Well, it IS a problem if you have both conditions. The pheo, and the parkinson's, as the dopamine precursors can also cause the tumors to oversecrete their usual levels.

And also some wild mood swings. There are some pituitary paragranulumas that do some pretty evil things. Even if somehow modified, to be a dopamine pump, pheos/paras do not really have an advanced structure inside like and actual organ, and as such you would not be able to get reliable levels out of such a thing. Unless you somehow fused one with a computer/implant, and had the implant juice the thing as needed. An idea that's at least 30-40 years away.

Now, what is a pheo "tumor", about 1 in 12 at autopsy have some kind of nodule that might be called a tumor, non-cancerous, and usually not active. How many people with parkinson's are irritating this natural feature? The technology is kind of a pain here. With an advanced enough one you can sometimes, maybe, pick up the larger ones using the Philips Affinity, Epic, or similar class using a stander C5-1 and tweak the settings a bit. And much of what's picked up is just scar tissue, and random junk, as the living core is usually as translucent as the organs around it.

Other than this, you have to pickle someone with tracers, and the usual song and dance with various types of medical imaging. And it probably doesn't matter, as you still don't know it its just the adrenal cortex being hyperactive, or the poorly differentiated lump, your Pheo producing the excess catecholamines.

So, the neurologist will usually just tweak the mix of drugs, and hope for the best.
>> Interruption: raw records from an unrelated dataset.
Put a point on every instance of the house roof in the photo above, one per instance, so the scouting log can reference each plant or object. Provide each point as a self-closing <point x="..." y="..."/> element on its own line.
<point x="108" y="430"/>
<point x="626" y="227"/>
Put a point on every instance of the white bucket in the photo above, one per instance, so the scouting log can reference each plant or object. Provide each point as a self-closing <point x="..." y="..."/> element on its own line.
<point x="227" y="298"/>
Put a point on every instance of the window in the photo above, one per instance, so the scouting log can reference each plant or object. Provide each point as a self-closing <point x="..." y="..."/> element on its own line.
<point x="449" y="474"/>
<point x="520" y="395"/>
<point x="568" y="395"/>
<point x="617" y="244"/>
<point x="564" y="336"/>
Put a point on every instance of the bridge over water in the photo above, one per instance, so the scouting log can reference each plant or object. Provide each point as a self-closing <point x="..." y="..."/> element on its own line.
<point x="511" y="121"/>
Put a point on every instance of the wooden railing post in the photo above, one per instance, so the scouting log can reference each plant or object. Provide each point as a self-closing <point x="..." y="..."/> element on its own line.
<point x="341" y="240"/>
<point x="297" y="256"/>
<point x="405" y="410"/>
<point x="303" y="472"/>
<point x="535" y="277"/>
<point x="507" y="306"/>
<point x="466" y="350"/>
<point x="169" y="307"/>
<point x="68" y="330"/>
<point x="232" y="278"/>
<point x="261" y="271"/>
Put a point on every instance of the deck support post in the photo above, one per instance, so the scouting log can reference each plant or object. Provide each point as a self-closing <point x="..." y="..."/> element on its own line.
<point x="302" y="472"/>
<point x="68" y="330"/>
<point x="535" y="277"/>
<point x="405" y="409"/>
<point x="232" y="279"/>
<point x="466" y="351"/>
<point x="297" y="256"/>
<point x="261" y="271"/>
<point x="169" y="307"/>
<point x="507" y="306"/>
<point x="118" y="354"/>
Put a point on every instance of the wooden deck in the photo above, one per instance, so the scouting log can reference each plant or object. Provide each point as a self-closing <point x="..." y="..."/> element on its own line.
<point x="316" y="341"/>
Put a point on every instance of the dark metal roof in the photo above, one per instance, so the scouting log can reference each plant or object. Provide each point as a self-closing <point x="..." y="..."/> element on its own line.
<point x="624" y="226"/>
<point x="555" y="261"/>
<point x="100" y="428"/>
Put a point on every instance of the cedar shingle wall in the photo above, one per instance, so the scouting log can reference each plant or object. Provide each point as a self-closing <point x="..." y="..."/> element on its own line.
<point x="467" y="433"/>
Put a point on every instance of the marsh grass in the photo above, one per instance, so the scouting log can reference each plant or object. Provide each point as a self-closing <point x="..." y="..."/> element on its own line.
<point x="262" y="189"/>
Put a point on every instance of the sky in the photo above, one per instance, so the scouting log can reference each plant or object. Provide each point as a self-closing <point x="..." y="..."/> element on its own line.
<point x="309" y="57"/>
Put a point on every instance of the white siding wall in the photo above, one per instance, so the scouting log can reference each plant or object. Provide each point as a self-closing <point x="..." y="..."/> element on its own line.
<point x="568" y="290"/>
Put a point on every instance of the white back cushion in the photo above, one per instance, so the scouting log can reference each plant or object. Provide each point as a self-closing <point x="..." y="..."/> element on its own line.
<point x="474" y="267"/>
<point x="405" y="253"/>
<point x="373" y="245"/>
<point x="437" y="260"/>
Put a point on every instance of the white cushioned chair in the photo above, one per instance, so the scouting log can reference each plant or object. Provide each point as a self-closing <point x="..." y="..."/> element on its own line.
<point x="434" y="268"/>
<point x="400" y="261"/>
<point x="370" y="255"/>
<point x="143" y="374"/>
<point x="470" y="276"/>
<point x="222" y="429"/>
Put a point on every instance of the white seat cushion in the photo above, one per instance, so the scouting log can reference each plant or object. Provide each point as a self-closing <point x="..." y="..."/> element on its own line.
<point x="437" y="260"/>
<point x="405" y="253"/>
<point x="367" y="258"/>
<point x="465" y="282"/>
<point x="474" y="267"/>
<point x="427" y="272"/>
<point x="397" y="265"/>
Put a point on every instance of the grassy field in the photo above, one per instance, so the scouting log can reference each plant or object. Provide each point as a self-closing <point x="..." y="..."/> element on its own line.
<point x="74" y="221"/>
Because bringing in yet another specialist to decide, even with all the lab tests, and imaging, that yes, that is a pheo.. Is going to be a 2-5 year ordeal, with the patient, insurance company, and everyone else involved getting more and more pissed off.

Because what is a patient with parkinson's going to do, while off meds, for months and months, while in the lead up the surgery, taking alpha and beta blockers, and hoping the surgeon doesn't have a "whoopsie". Only for the remaining adrenal gland to have the same problem 2 years down the road.

Now there is fairly good results with veterinary medicine for treating those in dogs. But for humans, its still a dice roll that the surgery will kill you from the process itself, or stabilization issues with the organ no longer there secreting. And the chemo only route is generally only attempted in proven cancerous tumors.